L’absence de réaction du gouvernement français
Alors que les supporters de l’OM se mobilisent afin de faire libérer le souffre-douleur Santi, l’affaire est enfin médiatisée, plus ou moins maladroitement, dans l’Hexagone. Si Bruno Delaye, Ambassadeur de la France à Madrid, demande de laisser travailler la justice espagnole en paix, on ne peut malheureusement pas lui donner raison. Cette dernière a effectivement fait preuve d’un entêtement incroyable en gardant Santos en préventive depuis la fameuse rencontre et le travail dans l’ombre du gouvernement français n’a pas le rendement escompté. Le match retour se profilant à l’horizon, il est évidemment à craindre de terribles représailles : en ne prenant pas de position officielle, le gouvernement français a opté pour une attitude bien maladroite. Médias et politiques espagnols, semblant prendre un malin plaisir à provoquer les Marseillais, cherchent évidemment à faire dégénérer la situation en prévision de la rencontre au Stade Vélodrome. Alors que l’affaire prend des proportions alarmantes et que des mensonges sont quotidiennement proférés contre eux, il s’agit évidemment de tout faire pour ne pas donner l’impression (fausse) aux supporters phocéens selon laquelle ils devraient se faire justice eux-mêmes. Ce d’autant qu’il ne serait pas aisé d’appeler au calme les 10 millions de sympathisants que compte le club en France. Afin d’enrayer la montée de colère, les autorités françaises doivent absolument condamner le comportement inadmissible adopté depuis plusieurs semaine dans la capitale espagnole.

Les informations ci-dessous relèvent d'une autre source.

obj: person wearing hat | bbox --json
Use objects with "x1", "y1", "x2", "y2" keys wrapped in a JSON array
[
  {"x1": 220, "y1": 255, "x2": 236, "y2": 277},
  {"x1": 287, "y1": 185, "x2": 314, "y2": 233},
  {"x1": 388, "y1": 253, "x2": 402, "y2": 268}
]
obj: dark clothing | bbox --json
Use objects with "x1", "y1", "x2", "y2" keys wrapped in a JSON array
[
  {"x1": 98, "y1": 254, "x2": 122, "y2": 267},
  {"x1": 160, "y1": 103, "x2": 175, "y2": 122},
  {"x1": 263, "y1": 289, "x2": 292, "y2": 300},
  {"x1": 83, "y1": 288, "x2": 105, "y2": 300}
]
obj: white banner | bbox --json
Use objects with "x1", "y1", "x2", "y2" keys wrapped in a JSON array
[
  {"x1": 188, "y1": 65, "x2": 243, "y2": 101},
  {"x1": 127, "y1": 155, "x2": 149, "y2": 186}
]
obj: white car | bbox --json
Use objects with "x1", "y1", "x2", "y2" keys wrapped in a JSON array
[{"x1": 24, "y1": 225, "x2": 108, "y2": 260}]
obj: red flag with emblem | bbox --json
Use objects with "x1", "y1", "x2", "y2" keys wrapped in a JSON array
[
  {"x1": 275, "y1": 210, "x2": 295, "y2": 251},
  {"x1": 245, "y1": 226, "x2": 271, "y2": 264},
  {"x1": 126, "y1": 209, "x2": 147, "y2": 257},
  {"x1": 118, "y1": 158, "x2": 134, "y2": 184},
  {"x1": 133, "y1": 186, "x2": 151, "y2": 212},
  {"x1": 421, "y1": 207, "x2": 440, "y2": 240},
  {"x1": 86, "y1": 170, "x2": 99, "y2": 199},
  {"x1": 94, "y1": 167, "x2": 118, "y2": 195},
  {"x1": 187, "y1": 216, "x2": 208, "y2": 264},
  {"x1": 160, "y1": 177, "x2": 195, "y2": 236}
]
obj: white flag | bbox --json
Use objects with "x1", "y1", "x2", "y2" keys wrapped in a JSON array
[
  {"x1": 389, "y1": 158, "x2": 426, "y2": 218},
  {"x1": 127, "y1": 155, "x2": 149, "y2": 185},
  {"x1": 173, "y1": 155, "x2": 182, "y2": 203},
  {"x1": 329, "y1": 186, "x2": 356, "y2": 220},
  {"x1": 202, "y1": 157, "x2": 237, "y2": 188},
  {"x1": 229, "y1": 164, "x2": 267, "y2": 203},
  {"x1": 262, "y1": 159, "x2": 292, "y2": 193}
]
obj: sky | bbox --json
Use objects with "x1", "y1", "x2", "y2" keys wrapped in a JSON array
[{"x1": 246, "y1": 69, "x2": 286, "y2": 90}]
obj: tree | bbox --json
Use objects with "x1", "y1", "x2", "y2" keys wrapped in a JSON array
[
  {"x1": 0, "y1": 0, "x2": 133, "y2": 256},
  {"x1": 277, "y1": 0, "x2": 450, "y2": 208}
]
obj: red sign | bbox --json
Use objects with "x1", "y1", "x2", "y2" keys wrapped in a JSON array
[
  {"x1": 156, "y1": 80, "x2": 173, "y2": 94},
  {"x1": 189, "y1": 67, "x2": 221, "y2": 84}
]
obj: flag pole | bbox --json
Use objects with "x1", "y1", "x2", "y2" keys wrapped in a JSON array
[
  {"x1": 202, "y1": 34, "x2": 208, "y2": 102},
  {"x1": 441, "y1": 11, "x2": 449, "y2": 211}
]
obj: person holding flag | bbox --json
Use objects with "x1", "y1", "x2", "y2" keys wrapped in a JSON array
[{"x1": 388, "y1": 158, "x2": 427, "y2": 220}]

Deux mois après les faits, l’ignoble feuilleton se poursuit. Enrique Cerezo ayant prouvé à tous sa terrible malhonnêteté, espérons que la présidence et les ministères français prennent enfin conscience de la gravité de la situation : il est urgent de condamner le manège auquel se livrent les autorités madrilènes et d’exiger la libération de Santos Mirasierra, otage quasi-officiel.